The underlying premise of the AMC approach to estimating confidence intervals for data protected by the 2020 TDA is to use the production codebase and parameters (i.e., the exact system code and settings used to produce the official 2020 Census Redistricting Data and DHC) to generate replicate files using the production PPMF as the input instead of the confidential Census Edited File. In practice, however, it was impractical for the Census Bureau to use the exact production codebase and platform for this purpose at the time the AMC research was being conducted. In the period between the production runs of the TDA for the 2020 Census and the subsequent research supporting the AMC method, there were numerous software updates, patches, system migrations, and code optimizations performed to improve processing efficiency and which reduced operating costs by an order of magnitude. Unfortunately, amidst these system changes, and in spite of our best efforts to ensure that the codebase used to produce the 2010 replicate files was functionally equivalent to the production codebase, a discrepancy in the spine optimization routines was introduced prior to the initial 2010 PPMF0 run of the AMC research.
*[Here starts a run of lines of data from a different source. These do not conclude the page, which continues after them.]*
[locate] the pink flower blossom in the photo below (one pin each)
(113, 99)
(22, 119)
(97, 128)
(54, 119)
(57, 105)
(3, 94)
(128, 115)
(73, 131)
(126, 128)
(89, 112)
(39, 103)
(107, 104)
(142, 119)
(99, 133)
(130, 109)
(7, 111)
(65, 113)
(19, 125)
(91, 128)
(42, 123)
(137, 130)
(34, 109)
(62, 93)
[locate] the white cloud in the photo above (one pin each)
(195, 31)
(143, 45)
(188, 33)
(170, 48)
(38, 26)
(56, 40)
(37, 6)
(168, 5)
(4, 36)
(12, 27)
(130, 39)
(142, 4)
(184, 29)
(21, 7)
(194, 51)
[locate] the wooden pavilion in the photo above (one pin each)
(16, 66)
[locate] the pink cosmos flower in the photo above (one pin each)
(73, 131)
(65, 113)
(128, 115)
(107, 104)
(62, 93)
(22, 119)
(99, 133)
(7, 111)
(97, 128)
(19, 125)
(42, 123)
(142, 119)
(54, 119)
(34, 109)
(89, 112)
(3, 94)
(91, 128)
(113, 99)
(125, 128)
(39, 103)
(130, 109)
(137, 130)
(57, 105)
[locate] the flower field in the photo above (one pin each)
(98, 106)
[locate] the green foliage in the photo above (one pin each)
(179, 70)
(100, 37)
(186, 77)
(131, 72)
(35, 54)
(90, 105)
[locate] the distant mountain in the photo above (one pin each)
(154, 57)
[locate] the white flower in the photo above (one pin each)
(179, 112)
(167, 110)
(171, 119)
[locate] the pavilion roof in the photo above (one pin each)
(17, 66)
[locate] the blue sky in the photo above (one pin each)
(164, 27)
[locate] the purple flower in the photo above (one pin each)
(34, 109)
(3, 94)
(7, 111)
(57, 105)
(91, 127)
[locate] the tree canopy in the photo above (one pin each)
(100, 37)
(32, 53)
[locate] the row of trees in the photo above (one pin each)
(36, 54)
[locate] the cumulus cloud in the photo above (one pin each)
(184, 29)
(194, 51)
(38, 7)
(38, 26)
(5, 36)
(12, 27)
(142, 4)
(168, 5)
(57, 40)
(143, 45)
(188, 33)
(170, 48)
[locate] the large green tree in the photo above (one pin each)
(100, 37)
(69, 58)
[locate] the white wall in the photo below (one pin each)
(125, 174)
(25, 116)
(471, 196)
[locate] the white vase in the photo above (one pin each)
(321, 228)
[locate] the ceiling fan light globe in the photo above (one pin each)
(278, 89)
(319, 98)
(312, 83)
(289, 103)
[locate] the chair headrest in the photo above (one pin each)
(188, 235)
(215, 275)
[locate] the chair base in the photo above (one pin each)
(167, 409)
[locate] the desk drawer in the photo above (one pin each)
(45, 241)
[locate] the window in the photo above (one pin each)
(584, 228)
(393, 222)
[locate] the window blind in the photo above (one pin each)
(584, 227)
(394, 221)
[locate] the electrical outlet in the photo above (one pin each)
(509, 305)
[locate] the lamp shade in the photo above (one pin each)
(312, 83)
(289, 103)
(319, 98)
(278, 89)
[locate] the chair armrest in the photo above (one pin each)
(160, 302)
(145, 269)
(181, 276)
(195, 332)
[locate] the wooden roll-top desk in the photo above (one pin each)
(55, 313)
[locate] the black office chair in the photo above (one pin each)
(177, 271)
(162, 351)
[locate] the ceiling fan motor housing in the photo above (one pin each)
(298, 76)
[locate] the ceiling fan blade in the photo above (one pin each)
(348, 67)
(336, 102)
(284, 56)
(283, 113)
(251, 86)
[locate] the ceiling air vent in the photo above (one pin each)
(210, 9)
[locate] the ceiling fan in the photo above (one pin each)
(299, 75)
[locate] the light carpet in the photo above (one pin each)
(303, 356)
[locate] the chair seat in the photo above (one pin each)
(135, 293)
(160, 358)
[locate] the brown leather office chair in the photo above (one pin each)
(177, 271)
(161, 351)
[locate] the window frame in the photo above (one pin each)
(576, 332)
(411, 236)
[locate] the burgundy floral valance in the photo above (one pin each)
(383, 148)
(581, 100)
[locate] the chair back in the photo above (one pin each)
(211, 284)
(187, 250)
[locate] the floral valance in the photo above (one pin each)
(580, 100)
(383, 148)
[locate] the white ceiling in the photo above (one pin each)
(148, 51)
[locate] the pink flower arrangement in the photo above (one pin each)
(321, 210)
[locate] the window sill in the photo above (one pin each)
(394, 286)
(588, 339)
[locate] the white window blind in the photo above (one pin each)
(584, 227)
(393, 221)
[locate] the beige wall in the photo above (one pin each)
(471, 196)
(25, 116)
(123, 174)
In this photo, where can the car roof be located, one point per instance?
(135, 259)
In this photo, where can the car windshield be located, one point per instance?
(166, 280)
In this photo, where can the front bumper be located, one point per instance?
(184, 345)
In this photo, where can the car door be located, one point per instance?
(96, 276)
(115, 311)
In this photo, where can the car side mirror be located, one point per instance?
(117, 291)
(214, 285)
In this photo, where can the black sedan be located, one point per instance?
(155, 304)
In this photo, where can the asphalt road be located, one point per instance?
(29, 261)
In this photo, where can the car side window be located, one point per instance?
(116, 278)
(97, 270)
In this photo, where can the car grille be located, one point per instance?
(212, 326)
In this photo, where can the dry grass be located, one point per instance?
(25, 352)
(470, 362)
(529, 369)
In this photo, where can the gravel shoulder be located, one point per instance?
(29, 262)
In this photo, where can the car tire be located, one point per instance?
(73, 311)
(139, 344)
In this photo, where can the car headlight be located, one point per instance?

This code deviation resulted in some of the geographic units in the “Prim” geographic level in a subset of states of the optimized geographic spine to be defined incorrectly.1 Within the subset of states without functioning Minor Civil Divisions (MCDs), this resulted in artificially improved accuracy for DHC replicate tabulations for some non-incorporated places and artificially worse accuracy for the corresponding tabulations for some incorporated places. The deviation did not impact spine optimization or accuracy for geographies in MCD states, nor did it impact the accuracy for any tabulations that are estimated in the initial Redistricting Data File TDA evaluations prior to carrying out the subsequent DHC evaluations.2 It should also be noted that the same version of the codebase was used to produce the 2010 PPMF0 and the twenty-five 2010 AMC replicates, which preserves the fundamental modeling assumption of the AMC method. Consequently, no rerun or rerelease of the 2010 PPMF0 and AMC replicates is planned; the limited geographic scope of the deviation’s impact and the codebase consistency across these 2010 runs still permit evaluation of the effectiveness of the AMC method for estimating confidence intervals.

This discrepancy did not impact the 2020 AMC replicates, since these runs reused the geographic unit definitions included in the 2020 production Noisy Measurement Files, thereby bypassing the implicated spine optimization routines.

The Census Bureau would like to thank Jan Vink of Cornell University for alerting us to the discrepancy and for assisting us in identifying its underlying cause.